Our Forum members compare notes on labour times… and whether they’re accurate or way off.

  • Is it just me, or do labour times seem to be off. It seems either you win large, or your lose real bad. I’ve also noticed that when you compare Mitchell and Alldata, a lot of times they’re not even close. Case in point: On a 2003 Mercedes Benz ML 500, cam sensor pays 0.6. It sits at the front, in the open. One bolt and its out. Crank sensor pays 0.6. It’s at the back in the trans bell housing. No way is it coming out the top! This is just one example of some seriously messed up times.
    midtimer
  • I remember when I was a mere youth, my cousin Al had a shiny new Motor Vehicle Mechanic certificate… and he complained about labour times back then. That was in the 70s. Twas always thus.
    cooter
  • Working on these premium vehicles at the dealer level, we use multiple op-codes for many parts to gain access and only in a few instances does the corporate office deny the time claims. You’re best to survey the job first and forma quote based on the multiple operations required. If your shop’s SO-SA is not quoting this way, then you’re probably losing money.
    swede
  • Alldata and Mitchell don’t always include access time.

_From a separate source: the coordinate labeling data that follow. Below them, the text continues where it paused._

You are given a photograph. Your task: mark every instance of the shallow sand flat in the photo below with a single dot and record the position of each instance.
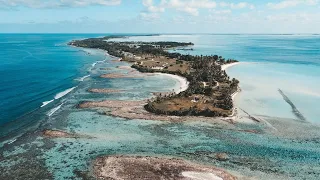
(200, 175)
(104, 90)
(140, 167)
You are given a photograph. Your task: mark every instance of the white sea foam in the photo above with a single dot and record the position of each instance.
(52, 111)
(94, 64)
(83, 78)
(63, 93)
(46, 103)
(183, 83)
(11, 141)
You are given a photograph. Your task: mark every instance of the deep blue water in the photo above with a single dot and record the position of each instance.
(36, 67)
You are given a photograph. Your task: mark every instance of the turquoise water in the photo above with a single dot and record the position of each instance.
(291, 151)
(287, 62)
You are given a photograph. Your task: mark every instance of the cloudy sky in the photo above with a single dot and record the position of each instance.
(160, 16)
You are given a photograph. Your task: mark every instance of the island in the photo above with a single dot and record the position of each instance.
(210, 89)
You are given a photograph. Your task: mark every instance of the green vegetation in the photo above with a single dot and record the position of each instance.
(210, 88)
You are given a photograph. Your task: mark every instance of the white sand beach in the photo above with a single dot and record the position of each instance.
(183, 83)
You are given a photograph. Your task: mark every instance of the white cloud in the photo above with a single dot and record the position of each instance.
(240, 5)
(189, 6)
(56, 3)
(227, 11)
(149, 16)
(292, 3)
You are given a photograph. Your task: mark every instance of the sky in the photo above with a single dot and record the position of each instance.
(160, 16)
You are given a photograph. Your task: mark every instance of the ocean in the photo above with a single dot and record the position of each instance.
(43, 80)
(269, 62)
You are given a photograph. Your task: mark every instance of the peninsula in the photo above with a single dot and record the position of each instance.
(210, 89)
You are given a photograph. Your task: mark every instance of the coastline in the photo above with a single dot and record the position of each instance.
(183, 83)
(227, 66)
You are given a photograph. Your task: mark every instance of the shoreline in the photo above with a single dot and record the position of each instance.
(227, 66)
(183, 83)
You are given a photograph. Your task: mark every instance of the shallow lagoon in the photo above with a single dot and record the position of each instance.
(277, 153)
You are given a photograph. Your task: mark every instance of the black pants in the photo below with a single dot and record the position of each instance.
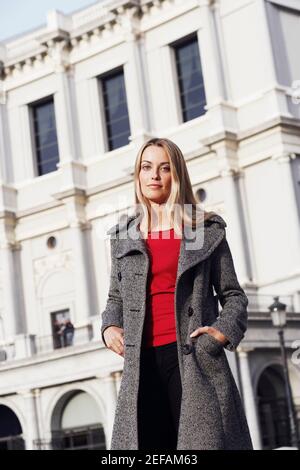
(159, 398)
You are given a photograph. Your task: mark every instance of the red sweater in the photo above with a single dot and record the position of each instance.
(160, 309)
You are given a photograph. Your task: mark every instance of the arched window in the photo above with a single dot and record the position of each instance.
(273, 412)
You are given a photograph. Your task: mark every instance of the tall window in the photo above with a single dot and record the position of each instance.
(190, 79)
(115, 107)
(45, 137)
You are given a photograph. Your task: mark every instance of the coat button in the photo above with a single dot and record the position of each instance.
(187, 348)
(190, 311)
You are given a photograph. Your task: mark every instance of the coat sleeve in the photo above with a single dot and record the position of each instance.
(232, 320)
(113, 313)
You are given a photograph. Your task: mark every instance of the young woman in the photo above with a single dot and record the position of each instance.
(177, 390)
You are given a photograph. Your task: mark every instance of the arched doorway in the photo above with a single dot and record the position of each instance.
(272, 407)
(77, 424)
(10, 430)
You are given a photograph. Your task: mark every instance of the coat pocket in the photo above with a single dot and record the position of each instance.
(209, 344)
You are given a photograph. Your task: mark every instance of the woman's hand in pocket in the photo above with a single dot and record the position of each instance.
(114, 338)
(211, 331)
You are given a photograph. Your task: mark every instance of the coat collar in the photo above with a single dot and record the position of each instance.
(195, 246)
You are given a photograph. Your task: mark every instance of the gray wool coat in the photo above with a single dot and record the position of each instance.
(212, 414)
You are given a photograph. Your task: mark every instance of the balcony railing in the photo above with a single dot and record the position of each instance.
(26, 346)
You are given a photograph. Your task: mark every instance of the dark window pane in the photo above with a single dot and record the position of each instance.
(116, 110)
(191, 85)
(45, 137)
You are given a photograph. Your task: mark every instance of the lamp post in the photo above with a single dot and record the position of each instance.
(278, 315)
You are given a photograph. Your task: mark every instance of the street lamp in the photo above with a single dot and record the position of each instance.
(278, 315)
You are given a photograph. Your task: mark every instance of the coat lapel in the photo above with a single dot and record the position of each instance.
(195, 246)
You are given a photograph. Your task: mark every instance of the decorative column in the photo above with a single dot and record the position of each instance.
(136, 77)
(109, 383)
(286, 205)
(210, 55)
(14, 319)
(32, 425)
(229, 171)
(84, 276)
(249, 398)
(65, 100)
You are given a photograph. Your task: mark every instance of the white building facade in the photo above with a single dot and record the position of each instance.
(77, 99)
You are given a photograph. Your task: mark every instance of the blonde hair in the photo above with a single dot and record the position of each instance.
(181, 195)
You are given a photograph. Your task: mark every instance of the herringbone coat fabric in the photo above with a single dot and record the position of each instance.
(212, 414)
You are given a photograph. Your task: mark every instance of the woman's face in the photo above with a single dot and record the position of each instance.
(155, 170)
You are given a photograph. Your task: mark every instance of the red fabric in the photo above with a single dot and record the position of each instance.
(163, 250)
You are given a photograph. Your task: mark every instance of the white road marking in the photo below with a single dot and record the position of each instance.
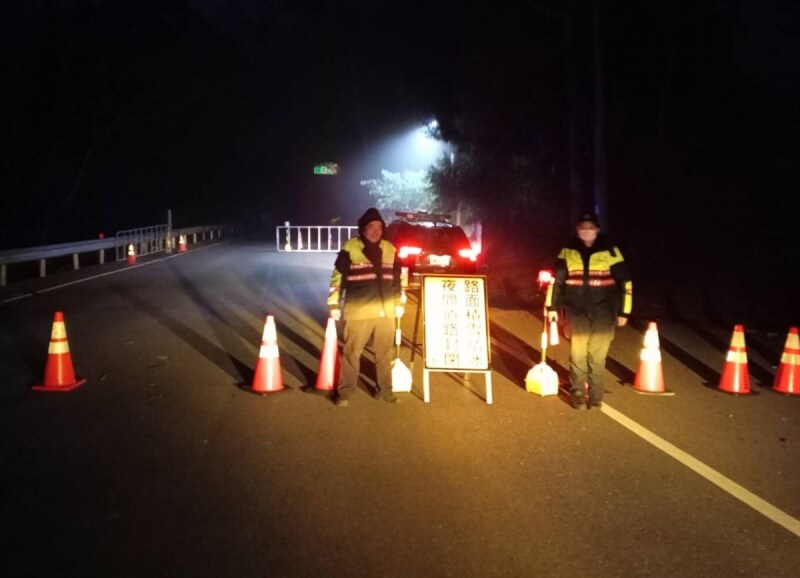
(740, 493)
(737, 491)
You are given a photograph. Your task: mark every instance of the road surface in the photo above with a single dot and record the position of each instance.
(164, 464)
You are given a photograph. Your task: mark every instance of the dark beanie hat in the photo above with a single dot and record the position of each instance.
(372, 214)
(590, 217)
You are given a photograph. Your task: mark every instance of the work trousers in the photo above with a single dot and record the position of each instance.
(592, 333)
(356, 336)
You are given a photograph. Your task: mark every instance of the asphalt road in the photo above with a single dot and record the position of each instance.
(164, 464)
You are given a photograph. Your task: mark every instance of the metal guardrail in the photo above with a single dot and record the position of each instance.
(313, 238)
(150, 239)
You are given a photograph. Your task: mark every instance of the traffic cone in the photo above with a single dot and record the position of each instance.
(59, 374)
(328, 374)
(787, 380)
(268, 376)
(649, 377)
(735, 377)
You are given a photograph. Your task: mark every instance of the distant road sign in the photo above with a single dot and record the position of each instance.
(326, 169)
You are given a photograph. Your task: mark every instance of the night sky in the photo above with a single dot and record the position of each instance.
(219, 109)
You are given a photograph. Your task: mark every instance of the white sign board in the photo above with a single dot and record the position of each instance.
(456, 321)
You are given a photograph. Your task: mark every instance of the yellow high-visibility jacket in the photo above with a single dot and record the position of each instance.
(367, 293)
(591, 279)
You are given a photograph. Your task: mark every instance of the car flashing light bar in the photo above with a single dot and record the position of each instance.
(470, 254)
(408, 251)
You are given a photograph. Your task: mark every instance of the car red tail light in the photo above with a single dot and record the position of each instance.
(470, 254)
(408, 251)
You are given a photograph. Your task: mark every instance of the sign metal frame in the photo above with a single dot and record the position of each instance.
(458, 317)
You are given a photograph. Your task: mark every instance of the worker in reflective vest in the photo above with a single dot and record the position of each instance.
(593, 287)
(366, 278)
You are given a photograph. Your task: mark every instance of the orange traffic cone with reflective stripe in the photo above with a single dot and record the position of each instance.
(59, 374)
(735, 377)
(268, 376)
(328, 374)
(787, 380)
(650, 377)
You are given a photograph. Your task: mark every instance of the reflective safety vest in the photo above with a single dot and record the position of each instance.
(367, 293)
(591, 279)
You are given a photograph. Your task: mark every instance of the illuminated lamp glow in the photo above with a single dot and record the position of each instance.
(408, 251)
(470, 254)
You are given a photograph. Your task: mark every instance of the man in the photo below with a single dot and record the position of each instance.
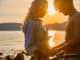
(72, 43)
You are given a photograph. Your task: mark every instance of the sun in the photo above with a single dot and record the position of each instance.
(51, 9)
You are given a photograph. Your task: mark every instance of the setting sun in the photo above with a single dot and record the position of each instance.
(51, 9)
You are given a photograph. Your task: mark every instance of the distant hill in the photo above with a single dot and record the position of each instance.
(10, 26)
(56, 26)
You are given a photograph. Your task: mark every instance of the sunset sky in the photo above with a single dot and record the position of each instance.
(16, 10)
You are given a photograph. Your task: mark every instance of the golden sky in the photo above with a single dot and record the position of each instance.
(15, 11)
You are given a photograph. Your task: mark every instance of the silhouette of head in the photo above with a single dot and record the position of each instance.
(64, 6)
(38, 9)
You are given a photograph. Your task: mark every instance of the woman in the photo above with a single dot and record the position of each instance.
(34, 32)
(71, 46)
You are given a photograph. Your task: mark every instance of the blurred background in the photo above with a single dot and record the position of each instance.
(12, 15)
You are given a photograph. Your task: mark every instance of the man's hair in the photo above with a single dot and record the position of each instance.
(64, 1)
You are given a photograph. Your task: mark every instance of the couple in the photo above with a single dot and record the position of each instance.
(36, 37)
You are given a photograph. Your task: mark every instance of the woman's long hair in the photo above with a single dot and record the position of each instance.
(36, 10)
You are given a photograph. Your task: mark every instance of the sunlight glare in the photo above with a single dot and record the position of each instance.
(51, 9)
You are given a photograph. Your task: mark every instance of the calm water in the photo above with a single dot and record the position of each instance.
(14, 40)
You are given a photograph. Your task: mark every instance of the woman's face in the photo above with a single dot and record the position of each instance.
(42, 10)
(62, 7)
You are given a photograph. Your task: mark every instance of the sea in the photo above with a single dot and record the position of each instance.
(12, 42)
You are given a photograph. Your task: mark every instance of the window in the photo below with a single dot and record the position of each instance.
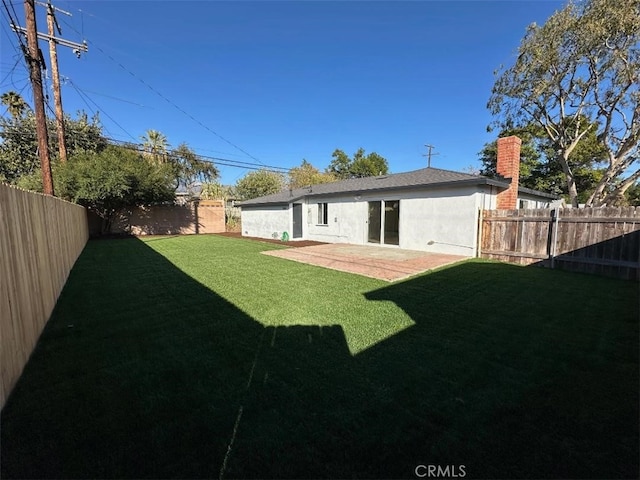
(323, 214)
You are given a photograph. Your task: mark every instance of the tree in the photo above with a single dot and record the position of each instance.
(259, 183)
(187, 167)
(216, 191)
(539, 167)
(633, 195)
(306, 174)
(19, 146)
(579, 72)
(112, 180)
(343, 167)
(155, 144)
(15, 103)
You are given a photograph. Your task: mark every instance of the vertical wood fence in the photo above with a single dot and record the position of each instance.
(40, 239)
(603, 241)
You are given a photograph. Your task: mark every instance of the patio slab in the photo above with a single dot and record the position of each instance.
(384, 263)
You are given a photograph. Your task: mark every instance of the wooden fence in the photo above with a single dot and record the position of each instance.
(603, 241)
(40, 239)
(205, 216)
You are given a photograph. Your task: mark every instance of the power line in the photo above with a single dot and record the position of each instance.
(217, 160)
(174, 105)
(77, 89)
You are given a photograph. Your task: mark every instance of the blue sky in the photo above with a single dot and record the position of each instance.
(271, 83)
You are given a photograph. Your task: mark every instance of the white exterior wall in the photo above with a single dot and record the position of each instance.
(442, 221)
(346, 220)
(267, 221)
(439, 220)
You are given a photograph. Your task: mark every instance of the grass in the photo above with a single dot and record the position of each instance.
(197, 357)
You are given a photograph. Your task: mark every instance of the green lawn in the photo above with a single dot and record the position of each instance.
(198, 357)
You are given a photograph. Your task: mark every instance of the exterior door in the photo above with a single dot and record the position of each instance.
(297, 220)
(384, 222)
(392, 222)
(375, 210)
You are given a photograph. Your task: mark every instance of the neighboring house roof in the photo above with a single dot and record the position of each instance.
(425, 177)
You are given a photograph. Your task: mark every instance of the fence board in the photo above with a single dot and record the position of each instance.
(591, 240)
(40, 239)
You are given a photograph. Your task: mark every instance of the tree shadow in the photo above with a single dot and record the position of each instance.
(161, 377)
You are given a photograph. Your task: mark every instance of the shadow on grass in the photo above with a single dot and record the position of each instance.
(161, 377)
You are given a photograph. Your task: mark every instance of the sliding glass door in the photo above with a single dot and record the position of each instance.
(384, 222)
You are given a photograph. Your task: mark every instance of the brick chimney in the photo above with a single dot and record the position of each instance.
(508, 165)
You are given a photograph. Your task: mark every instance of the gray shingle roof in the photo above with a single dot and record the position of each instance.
(425, 177)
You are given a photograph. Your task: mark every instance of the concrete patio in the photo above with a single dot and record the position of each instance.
(384, 263)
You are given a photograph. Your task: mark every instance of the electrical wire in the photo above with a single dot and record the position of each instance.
(174, 105)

For example, the time for Chrysler Town and Country blower motors is for after the dash has been removed… They just forget to mention that. There are lots of other examples. You just have to pay attention to the job at hand when you look up the times. I’ve always had service advisors that would come to me with the estimate to make sure nothing was missed. If yours don’t, they should.
    canuck623
  • These are labour guides… the operative word being guide. They rarely account for worn or seized parts. It’s too bad that dealerships and chains are still using it as law when they estimate. I’ve got a question though. Do you dealer guys get a say if the quote for the labour is extremely low Can you refuse the job if it’s not profitable
    mmartel3
  • One problem is that the service advisors create the work orders prior to the tech seeing it. So it could be quoted out low even before the car comes in the door. The second is when our work orders are created in the shop, the advisor creates the estimate and labour times are added using Mitchell or Alldata. So the tech has very little input to the times. It seems that a lot of general and front-end repairs are OK, but when it comes to the electrical side, the times are wrong because of work that was not built into the equation (like the dash needing to be removed first). We can go back and complain or try to sell the right times, but by that time the customer is already upset. So you might lose the job anyway.
    midtimer
  • As GM techs, if we notice that a time is low, we need to fill out a labour time request. On warranty work, labour times are sometimes calculated low because they know we are doing the same job over and over. After two or three times, you actually start to gain time. As for worn or seized parts, that’s where punch clocks are needed. You punch out when you get to a seized part, and find out how much time the customer is willing to authorize. Punch back in, and when the seized part is freed up, you do another off and on punch. Now we know how long the regular work took. This is reality in the flat-rate world.